Your weekly slice of Poetry

The weather has been getting warmer these couple weeks, and one of the wonderful side effects of this is that the birds come back to us. There's nothing quite like hearing birds sing as you go outside. You immediately remember that such sounds exist, realizing what the winter had been lacking and enjoying them as hints of Spring. This edition of Poetry Pie features poems where birds are a central image. Enjoy!


Ode to a Nightingale

John Keats (1795—1821)

Keats has a fair number of Odes that he is famous for: the "Ode to a Grecian Urn," the "Ode to Psyche," and this one that I've selected. An ode is a work that addresses some singular subject, speaking to them and about them. In this poem, Keats addresses the nightingale, whose beautiful song grabs his attention and fills him with wonder and longing for a better world. There are themes of the joys and beauty found in nature, sorrow at the death and fallenness of our world, and a desire to escape to the world of the Ideal that this bird inhabits. Keats, who himself died quite young, has a number of poems lamenting the sad reality of youthfulness being spoiled by death. You can hear this sadness in the third stanza.

Where youth grows pale, and spectre-thin, and dies;

The poem is written in a very beautiful and colorful style. This is an example of imagery done very well; he paints the scene such that you feel you are directly there. You can see what he sees and hear what he hears. It is rhymed with an ABABCDECDE pattern. It is written in iambic pentameter, with exception to the third to last line of each stanza, which he shortens to trimeter.


The Windhover

Gerard Manley Hopkins (1844—1889)

To Christ our Lord

This is the inscription that precedes this bewildering poem. It is safe to say there is nothing quite like reading a poem by Hopkins. His style is unlike anything that you'll find in other poets. It is very full. It seems as if there are more words in his poems than there are in other poems of similar length. They are almost "Impressionistic," where you may not fully understand what was said, but you are still left with tangible impression of what was being described. The Poetry Foundation offers very helpful notes on the vocabulary in this poem, as there are many words that are quite unused by us today.

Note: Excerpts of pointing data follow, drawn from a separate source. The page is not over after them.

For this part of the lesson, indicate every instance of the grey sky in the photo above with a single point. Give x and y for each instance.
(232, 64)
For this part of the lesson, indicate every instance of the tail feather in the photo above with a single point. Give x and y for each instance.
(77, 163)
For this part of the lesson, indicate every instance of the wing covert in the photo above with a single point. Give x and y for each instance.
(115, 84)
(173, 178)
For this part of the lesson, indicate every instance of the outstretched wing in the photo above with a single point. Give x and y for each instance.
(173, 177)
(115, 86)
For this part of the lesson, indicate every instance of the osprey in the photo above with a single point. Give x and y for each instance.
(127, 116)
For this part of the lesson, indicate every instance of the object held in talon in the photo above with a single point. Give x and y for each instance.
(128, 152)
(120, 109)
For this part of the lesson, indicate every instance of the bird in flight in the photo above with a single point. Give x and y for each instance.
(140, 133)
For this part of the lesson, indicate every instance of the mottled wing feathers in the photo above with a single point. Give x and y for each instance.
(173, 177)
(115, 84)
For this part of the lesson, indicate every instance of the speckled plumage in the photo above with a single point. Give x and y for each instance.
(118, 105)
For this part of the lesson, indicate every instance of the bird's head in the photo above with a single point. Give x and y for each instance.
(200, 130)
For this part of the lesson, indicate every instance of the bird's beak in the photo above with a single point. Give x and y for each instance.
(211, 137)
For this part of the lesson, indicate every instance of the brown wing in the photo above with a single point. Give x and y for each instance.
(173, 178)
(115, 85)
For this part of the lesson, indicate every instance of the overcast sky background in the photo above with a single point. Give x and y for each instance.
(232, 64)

The first time you read this just enjoy the sound adventure that it takes you on. You certainly won't understand it immediately, and it will only yield itself to you slowly over the following readings. It is, if you have not guessed, about a bird of prey, the kestrel of the falcon family. The author is filled with admiration and awe at this bird that can ride and maneuver the wind in a distinct majesty.

In terms of form, it is shaped something like a sonnet, with fourteen lines that are split into a group of eight (octet) at the beginning and a group of six (sestet) at the end. It is extremely rich in alliteration and vowel play, much more than can be fully described here. The best example of this is found in the second line, which starts with the second half of a hyphenated word ("kingdom").

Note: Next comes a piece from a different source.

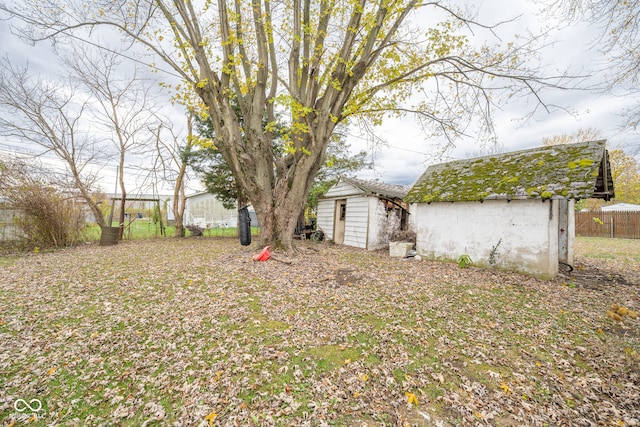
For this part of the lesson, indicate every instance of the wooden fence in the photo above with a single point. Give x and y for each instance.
(621, 224)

dom of daylight's dauphin, dapple-dawn-drawn Falcon, in his riding

Notice the repetition of the d consonant and the variation on the a vowel. This poem is truly one of a kind.


O Swallow (from The Princess)

Alfred, Lord Tennyson (1809—1892)

Living in the North of the US, we often bemoan the longer winters and look with envy on those who live in the warmer South. There are parts of me, however, that stubbornly enjoys these winters, feeling a sense of betrayal over those who abandon us to go to the South in the winter. This poem has a similar perspective, in which the author is wooing his distant love to come from the South to his North.

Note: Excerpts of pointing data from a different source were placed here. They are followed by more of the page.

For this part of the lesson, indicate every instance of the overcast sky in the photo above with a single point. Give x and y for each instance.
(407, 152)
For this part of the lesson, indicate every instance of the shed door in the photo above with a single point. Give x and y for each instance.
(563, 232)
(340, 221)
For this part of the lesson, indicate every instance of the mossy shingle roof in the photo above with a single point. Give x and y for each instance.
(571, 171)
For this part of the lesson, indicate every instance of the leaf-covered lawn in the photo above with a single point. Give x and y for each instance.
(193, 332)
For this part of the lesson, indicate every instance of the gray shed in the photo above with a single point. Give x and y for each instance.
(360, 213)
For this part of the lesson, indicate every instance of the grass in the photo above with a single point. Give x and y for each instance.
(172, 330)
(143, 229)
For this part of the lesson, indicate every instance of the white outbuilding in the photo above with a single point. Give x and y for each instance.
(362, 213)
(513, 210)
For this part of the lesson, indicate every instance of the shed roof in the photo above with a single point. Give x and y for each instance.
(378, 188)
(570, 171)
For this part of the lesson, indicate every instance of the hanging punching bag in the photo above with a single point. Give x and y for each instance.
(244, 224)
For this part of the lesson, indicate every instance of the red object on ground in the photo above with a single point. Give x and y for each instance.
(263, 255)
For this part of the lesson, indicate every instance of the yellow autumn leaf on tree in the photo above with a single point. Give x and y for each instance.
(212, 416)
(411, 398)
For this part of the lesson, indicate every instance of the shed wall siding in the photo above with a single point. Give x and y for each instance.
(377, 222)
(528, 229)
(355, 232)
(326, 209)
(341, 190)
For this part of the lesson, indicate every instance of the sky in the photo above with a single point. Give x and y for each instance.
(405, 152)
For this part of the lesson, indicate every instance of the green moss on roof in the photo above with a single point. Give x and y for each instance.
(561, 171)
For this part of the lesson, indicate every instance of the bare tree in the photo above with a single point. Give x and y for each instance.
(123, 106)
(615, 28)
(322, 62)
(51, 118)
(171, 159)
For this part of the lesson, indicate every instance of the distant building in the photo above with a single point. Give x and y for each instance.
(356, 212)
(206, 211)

That bright and fierce and fickle is the South,
And dark and true and tender is the North.

The "swallow" is the author's messenger, sent to sing to her and remind her of the fidelity and love that has its "nest" in the North. This poem is written in an unrhymed iambic pentameter, with three line stanzas.


Singing in the Rain

Abram Newcomer

I do not have any (yet published) poems featuring birds, so I selected my dating sonnet as the best approximation. The joy and abandon found in Gene Kelly's "singing in the rain" scene feels very close to the freedom of a bird in a freshly-born Spring.


Listen to the birds as you leave your homes! God made them to dwell in the skies and the trees. He made them to turn our heads up toward him.